Lucky for you, I managed to escape the hulking crowd and make it to the bleachers, where my friend (who’d had less tolerance with you and had already fled your general vicinity) was sitting. Our much improved and far less sweltering spot did little to combat the ruined mood of the evening. Third Eye Blind took the stage with presence, no doubt, but it was the kind of presence that makes people like you shriek and turns off anyone who actually likes music. “I have a feeling we’re gonna’ have a real good time tonight,” lead singer/asshole in a top hat Stephan Jenkins proclaimed, and followed it up with, “I don’t know what it is, but you guys have me in a really good mood!” He proceeded to lead his rag-tag replacement band — comprised of none of the original musicians from 3eb’s 1997 seminal self-titled release — through a set of mostly new material, filled with lyrical leakage about boob jobs and non-dairy creamer. I am sure you were one of the many ticket holders who continually shouted for “Semi-Charmed Life,” and to be honest, I was internally shouting with you; ever since the turn of the twenty-first century, this band has been putting out material that would make any sane songwriter want to step off that ledge, not step back from it. But don’t be fooled into thinking we’re allies because of my distaste for Jenkins’ new tunes; unlike you, I didn’t eat it up when the band played a terribly unlistenable set a-la MTV Unplugged (minus the ability) on a makeshift stage at the back of Johnson, nor did I applaud when a random girl came on stage to melodramatically strum an inaudible acoustic guitar (royal WTF?).

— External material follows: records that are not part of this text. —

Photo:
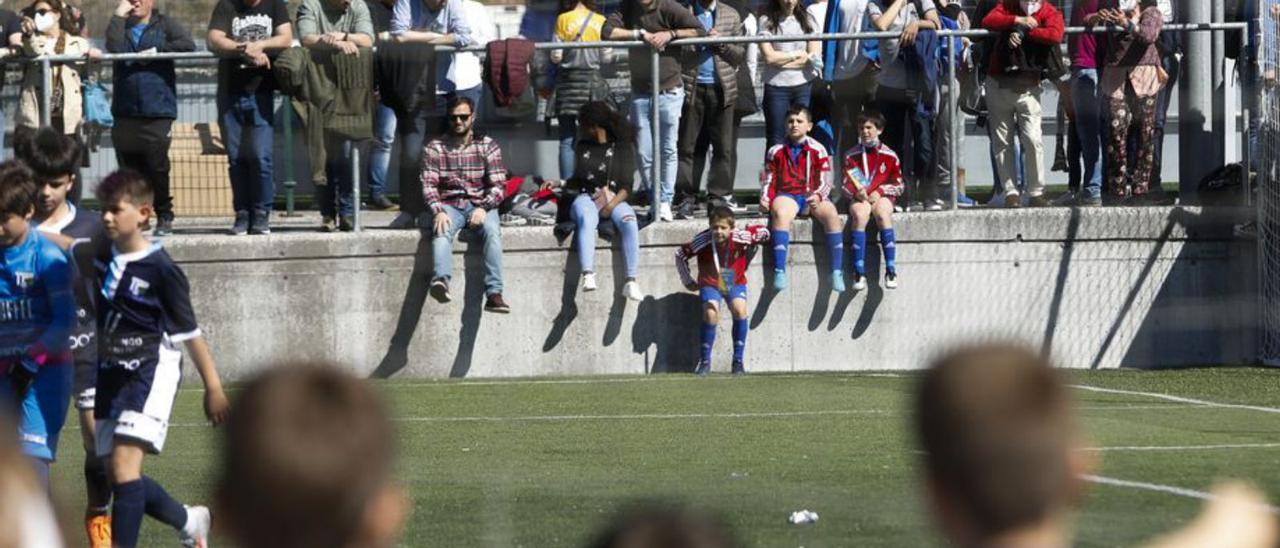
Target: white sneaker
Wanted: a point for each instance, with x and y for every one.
(195, 534)
(664, 213)
(631, 290)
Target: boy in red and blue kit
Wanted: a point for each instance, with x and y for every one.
(722, 254)
(873, 181)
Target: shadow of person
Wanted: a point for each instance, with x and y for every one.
(670, 327)
(411, 311)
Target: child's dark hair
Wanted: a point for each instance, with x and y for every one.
(49, 153)
(306, 451)
(874, 117)
(798, 109)
(124, 185)
(18, 190)
(718, 214)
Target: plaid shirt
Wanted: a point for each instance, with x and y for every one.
(457, 176)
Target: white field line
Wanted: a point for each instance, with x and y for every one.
(624, 379)
(1159, 488)
(1176, 398)
(682, 416)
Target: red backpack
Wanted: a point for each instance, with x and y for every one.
(507, 65)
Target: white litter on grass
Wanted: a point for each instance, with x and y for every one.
(803, 516)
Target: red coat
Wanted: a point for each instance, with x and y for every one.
(882, 165)
(734, 254)
(809, 174)
(1004, 18)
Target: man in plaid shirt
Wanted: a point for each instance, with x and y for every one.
(464, 182)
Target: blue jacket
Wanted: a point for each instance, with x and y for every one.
(146, 88)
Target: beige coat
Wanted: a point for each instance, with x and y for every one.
(28, 99)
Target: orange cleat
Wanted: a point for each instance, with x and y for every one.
(99, 531)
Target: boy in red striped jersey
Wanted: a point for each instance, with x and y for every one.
(873, 179)
(722, 254)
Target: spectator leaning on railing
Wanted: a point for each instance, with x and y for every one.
(246, 33)
(339, 27)
(657, 22)
(1025, 54)
(145, 97)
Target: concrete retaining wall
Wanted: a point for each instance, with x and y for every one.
(1100, 288)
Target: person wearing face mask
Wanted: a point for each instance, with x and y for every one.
(46, 32)
(1132, 80)
(1025, 54)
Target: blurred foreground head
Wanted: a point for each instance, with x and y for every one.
(997, 432)
(658, 526)
(307, 462)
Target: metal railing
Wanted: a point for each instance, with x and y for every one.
(951, 94)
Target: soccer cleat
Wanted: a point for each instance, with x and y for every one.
(440, 290)
(859, 282)
(703, 368)
(195, 534)
(631, 290)
(99, 529)
(891, 279)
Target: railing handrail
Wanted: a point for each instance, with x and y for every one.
(630, 44)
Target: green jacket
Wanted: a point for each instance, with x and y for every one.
(332, 87)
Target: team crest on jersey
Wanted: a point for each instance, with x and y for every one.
(138, 287)
(24, 279)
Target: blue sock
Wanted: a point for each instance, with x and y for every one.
(708, 341)
(127, 512)
(836, 245)
(781, 240)
(740, 329)
(860, 252)
(161, 506)
(890, 245)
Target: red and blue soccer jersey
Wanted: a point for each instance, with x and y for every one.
(876, 169)
(716, 259)
(799, 170)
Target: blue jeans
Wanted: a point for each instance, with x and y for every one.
(337, 197)
(777, 100)
(442, 246)
(1088, 127)
(567, 135)
(380, 151)
(670, 105)
(586, 218)
(246, 122)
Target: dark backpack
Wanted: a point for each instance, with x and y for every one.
(507, 65)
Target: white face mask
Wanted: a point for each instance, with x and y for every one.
(45, 21)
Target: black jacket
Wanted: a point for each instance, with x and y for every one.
(146, 88)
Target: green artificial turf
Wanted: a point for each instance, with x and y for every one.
(544, 464)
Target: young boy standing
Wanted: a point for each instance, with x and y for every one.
(144, 314)
(722, 254)
(796, 181)
(873, 179)
(37, 313)
(54, 158)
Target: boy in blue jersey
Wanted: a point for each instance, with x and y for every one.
(144, 313)
(55, 158)
(37, 313)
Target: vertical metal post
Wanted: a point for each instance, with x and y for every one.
(654, 119)
(355, 185)
(952, 144)
(46, 90)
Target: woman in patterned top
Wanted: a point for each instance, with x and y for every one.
(603, 174)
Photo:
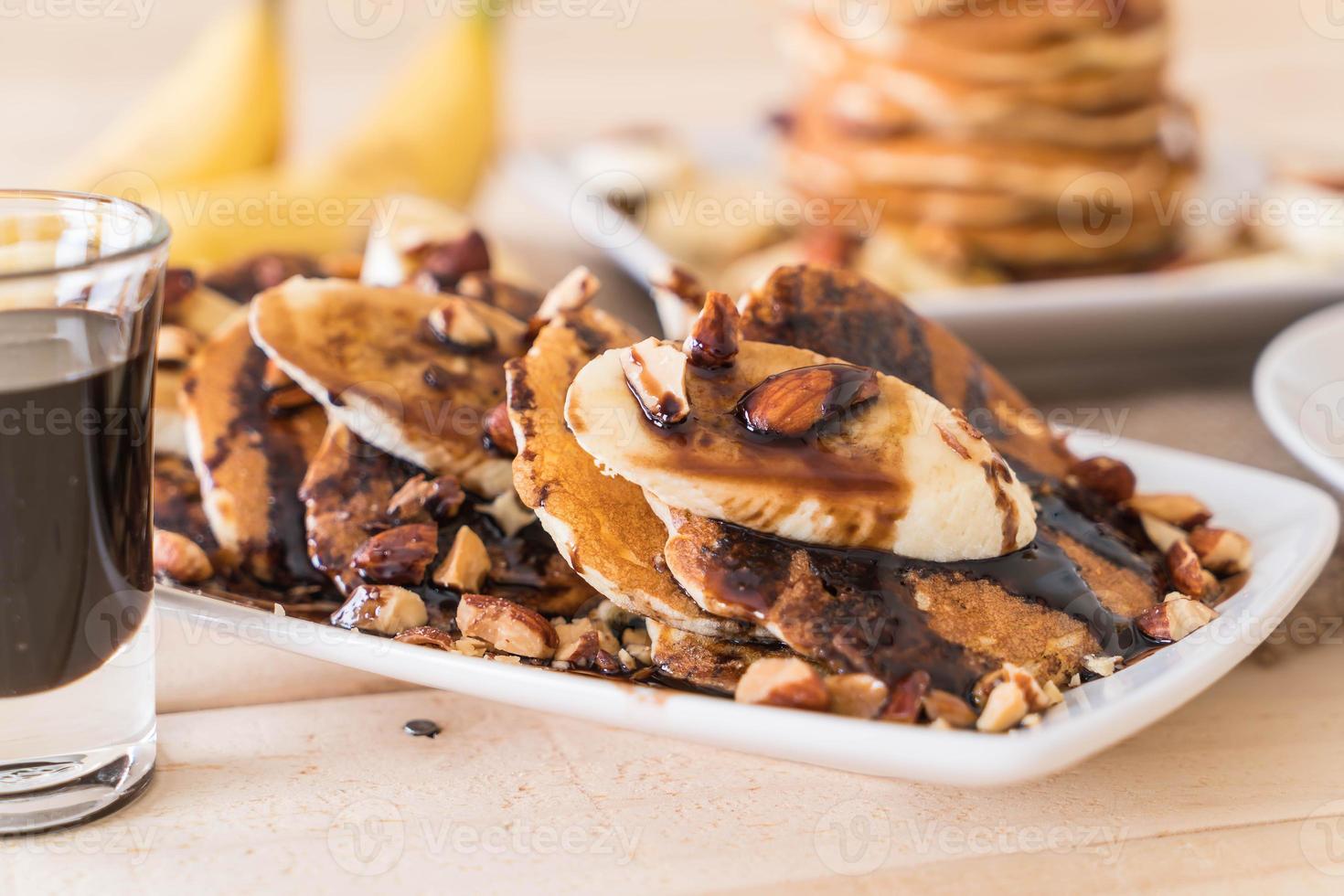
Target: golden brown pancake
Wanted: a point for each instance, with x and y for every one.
(346, 492)
(368, 357)
(600, 523)
(839, 314)
(1097, 50)
(1072, 592)
(251, 452)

In fact, between your behavior and 3eb’s performance, I’m willing to say that out of the many shows I’ve attended, Spring Weekend was the worst concert of my life. Don’t take it as a compliment, but I fear the fault probably lies more with the band than with you.

Anyway, I tried to find you on Facebook after the concert to tell you how much you suck as a human, but I’m just not a skilled enough stalker. So you’re safe for now. But if I run into you next year when Hanson or whoever plays MIT, you better be sober enough to run.